Apple has more than $178 billion in cash. It could buy Tesla, worth around $25 billion, as easily as most of us pick up the tab at Applebee's. The global auto industry is a $1.6 trillion annual market—four times the size of the smartphone industry. "The world's currently richest, most valuable technology company will meet one of [the world's] most disrupt-able businesses," says a report by Morgan Stanley, which seems to salivate at the prospect of money to be made out of whatever mess such a play would create. If Apple rethinks cars the way it rethought personal technology, Ford and Toyota will wind up like Tower Records and Nokia, and Apple will make $1 trillion on iCars.

Google will need a second act too. Despite all the ways Google infiltrates our lives—Gmail, Android, Chrome, YouTube—it gets 90 percent of its revenue from search advertising. Google was born as a search company, and it's still a search company. For more than a decade, it has granted employees 20 percent of their time to work on fresh ideas. It funds Google X, a lab straight out of a James Bond movie developing stuff like driverless cars, robots and space balloons that can supply Internet access. All of it is fascinating, and entirely different from anything the company's done to date.

IBM has been around for 104 years, reinventing itself a few times along the way. Now, stalled, it seems to need to do that again, and CEO Ginni Rometty is betting on the Jeopardy-winning Watson system.

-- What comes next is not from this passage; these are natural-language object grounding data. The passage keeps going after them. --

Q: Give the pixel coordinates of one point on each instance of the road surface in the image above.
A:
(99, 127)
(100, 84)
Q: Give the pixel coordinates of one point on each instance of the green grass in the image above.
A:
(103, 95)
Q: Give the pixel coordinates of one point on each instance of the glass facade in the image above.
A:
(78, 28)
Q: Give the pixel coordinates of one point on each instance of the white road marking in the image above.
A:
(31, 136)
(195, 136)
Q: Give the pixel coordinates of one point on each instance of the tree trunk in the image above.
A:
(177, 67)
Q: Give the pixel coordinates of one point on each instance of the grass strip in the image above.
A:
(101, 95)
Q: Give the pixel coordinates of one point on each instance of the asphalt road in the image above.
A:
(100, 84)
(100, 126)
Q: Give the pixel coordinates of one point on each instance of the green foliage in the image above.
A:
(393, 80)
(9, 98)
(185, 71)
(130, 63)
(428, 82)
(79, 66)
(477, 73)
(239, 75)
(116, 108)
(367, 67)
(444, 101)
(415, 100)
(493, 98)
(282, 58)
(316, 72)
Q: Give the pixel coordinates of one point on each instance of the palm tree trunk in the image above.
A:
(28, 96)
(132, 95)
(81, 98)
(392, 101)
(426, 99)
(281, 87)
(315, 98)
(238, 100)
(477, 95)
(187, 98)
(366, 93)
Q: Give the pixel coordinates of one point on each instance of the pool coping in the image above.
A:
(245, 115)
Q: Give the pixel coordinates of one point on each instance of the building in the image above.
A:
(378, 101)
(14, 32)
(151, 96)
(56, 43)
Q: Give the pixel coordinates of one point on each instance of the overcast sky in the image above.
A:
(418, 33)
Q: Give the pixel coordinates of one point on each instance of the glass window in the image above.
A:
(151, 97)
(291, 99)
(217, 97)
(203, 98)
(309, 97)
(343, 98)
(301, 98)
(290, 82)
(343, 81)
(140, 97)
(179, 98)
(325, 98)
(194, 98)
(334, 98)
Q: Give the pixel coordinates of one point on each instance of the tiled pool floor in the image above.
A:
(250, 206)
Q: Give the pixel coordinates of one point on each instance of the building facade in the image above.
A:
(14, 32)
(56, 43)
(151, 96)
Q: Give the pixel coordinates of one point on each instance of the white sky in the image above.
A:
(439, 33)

Last year IBM said it is investing $1 billion to develop Watson. Although, compared to what Apple might spend on cars, $1 billion actually seems tepid. For that matter, Facebook just spent $19 billion on WhatsApp because Mark Zuckerberg was afraid his original laptop-centric service would get left behind in the mobile age. Even Facebook, at 10 years old, felt a need to get younger, fresher.

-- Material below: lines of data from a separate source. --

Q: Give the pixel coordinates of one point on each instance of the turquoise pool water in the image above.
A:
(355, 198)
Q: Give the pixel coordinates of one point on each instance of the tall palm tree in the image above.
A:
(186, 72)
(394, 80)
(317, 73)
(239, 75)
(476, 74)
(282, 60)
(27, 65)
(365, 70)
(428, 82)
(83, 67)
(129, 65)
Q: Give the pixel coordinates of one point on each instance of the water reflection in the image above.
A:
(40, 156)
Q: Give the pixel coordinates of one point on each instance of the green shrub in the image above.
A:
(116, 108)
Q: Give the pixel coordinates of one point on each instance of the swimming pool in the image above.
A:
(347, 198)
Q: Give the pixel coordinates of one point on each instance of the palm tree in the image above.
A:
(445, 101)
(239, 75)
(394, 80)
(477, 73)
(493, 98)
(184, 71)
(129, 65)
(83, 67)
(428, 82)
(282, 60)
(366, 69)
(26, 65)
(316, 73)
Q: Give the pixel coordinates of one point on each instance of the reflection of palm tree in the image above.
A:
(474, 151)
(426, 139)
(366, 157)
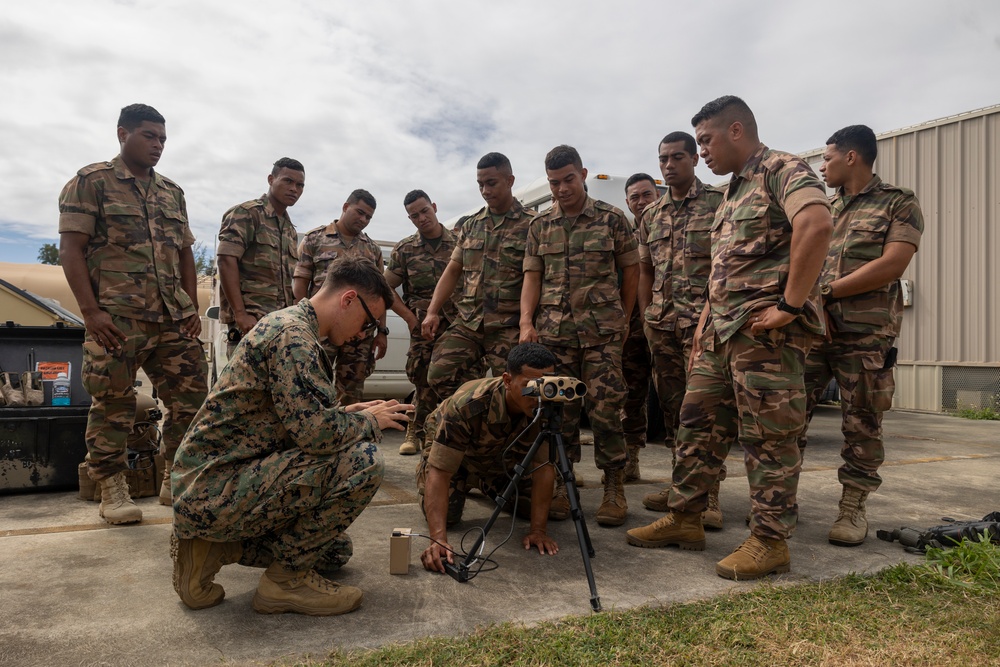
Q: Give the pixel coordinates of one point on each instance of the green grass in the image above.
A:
(945, 611)
(988, 412)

Maybe the most remarkable reinvigoration of late belongs to Amazon. Online retailing is the company's heart and soul. In 2006, the company launched Amazon Web Services, based on the idea it could rent out some of the computing capabilities it already developed to use inside Amazon. Now AWS is a $2.5 billion business and has altered Amazon's image from retailer to tech pioneer. It's not exactly a second act, yet, but it's a strong subplot.

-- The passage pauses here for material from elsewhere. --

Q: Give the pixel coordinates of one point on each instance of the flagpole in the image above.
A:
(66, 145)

Asked about AWS and other things Amazon tries, including the maligned Fire phone, CEO Jeff Bezos said there's no option but to seek the next big business. "We've made billions of dollars worth of failures at Amazon," he said at a recent conference. "But companies that don't invest in new things and embrace failure end up with a Hail Mary at the end of their run."

If Apple does buy Tesla and get into cars while the iPhone is still a scorching business, it will be an act of corporate bravery worthy of Steve Jobs. The company will be accepting failure as an option now, instead of as a certainty later.

Oh, and it's a given that the charger for an Apple electric car won't work with any other brand of electric car.